Happy birthday they say
While on my face anguish lay
I try and wash it with expectations everyday
Though my faith slowly decay
The world isn't purely Black or white today
Guess my eyes only perceive the colour gray
My eyes, clogged unable to see the right way
A day or another I'll fall in this cold bay
Drowning in it Falling deeper to feel okay
While I have these waves of sorrow to slay
An impossible idealistic standard to obey
Maybe it's the wrong idea i convey
An underlying message to make you stay
Tossed iam by these waves to sway
I feel guilty as if I was the one who did betray
My skin shrinks in this inky water
The worldly pleasures I wish to slaughter
The air that escaped me making my time shorter
Of course I know I shouldn't breathe inside it
Water filling my lungs pained as if iam lit
The fishes passing me by, their fins failing to hit
Can I rest in this state, won't it be fit?

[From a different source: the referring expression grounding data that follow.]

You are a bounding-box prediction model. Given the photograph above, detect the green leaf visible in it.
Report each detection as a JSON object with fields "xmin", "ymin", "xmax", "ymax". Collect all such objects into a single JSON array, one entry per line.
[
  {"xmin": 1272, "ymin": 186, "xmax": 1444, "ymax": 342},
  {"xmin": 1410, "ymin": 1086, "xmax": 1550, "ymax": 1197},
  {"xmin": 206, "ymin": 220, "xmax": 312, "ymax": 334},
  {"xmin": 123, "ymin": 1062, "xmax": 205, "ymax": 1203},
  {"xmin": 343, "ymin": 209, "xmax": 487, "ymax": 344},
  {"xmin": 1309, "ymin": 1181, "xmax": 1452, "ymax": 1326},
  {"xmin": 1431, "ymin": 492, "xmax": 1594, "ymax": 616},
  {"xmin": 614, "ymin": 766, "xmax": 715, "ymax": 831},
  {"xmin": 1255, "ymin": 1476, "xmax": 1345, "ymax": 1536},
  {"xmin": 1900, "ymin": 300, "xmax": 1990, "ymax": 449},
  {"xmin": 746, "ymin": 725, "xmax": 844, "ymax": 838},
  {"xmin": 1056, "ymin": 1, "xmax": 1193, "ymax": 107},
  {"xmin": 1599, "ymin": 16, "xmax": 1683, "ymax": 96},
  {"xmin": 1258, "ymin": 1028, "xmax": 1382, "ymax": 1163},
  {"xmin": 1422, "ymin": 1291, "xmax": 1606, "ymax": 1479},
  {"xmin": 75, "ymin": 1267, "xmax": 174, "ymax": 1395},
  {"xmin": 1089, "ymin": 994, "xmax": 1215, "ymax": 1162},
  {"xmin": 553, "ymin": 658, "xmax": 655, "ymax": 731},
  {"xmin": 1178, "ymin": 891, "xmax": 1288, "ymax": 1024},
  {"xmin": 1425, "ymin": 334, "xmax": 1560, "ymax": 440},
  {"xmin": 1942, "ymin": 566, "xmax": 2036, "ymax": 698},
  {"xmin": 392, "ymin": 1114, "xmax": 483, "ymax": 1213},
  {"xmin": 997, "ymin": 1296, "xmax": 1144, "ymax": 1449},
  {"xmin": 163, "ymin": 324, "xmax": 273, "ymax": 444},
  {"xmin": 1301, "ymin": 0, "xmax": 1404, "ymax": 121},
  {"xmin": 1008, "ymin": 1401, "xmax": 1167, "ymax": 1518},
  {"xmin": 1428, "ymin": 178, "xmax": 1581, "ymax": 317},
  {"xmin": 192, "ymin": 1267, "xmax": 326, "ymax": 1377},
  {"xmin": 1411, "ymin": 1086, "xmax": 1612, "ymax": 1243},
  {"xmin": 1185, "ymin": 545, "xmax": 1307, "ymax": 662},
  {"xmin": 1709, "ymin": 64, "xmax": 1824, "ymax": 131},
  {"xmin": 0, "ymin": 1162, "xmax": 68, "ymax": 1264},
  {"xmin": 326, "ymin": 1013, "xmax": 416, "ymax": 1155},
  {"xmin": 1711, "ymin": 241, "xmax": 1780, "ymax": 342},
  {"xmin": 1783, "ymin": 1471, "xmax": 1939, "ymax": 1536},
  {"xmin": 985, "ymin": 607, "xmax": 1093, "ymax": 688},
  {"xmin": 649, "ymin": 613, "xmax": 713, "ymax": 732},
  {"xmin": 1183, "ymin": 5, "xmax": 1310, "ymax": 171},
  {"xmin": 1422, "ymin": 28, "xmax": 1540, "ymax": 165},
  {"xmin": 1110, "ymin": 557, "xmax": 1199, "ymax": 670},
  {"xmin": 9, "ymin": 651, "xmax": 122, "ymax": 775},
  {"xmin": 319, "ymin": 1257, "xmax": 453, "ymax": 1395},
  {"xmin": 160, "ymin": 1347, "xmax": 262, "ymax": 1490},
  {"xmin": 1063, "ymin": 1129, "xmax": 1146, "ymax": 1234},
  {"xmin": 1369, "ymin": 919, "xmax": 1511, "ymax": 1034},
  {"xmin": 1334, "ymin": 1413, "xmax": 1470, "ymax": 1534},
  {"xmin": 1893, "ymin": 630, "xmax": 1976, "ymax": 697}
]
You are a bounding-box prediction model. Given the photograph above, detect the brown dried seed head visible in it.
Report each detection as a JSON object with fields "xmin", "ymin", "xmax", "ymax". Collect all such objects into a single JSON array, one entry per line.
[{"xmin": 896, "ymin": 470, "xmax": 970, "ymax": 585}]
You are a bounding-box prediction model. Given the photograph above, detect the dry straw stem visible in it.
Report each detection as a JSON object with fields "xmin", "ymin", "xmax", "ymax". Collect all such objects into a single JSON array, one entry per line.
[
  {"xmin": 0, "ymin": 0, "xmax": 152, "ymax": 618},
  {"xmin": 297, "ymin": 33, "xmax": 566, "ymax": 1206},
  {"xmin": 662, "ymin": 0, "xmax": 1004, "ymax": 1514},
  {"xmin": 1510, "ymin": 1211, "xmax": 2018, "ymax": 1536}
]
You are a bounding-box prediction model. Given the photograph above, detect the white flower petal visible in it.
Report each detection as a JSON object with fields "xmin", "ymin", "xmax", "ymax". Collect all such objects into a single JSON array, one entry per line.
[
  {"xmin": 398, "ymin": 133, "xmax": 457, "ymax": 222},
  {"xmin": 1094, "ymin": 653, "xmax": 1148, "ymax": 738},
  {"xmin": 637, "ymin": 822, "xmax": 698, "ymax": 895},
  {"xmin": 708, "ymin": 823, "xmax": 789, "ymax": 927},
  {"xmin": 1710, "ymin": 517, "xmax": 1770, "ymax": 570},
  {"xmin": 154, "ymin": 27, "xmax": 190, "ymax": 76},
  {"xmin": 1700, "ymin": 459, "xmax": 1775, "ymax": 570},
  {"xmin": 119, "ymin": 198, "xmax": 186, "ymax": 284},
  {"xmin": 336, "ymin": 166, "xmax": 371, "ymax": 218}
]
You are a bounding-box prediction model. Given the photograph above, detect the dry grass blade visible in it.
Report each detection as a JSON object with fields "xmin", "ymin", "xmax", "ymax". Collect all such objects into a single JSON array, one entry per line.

To accept myself as an average, just to sit
To sit in this stream and just quit
All the failures that i should just submit
Life flashing before my eyes i must admit
But there came the hands that did emit
This pure light, suddenly I was out of the pit
While I sat and wondered about the kind hand
I coughed water and blood on this land
I cleaned my eyes to clearly see where I stand
Taking in the air at the edge of the bay
I told myself I have some purpose and shouldn't delay
An interesting character maybe, to portray.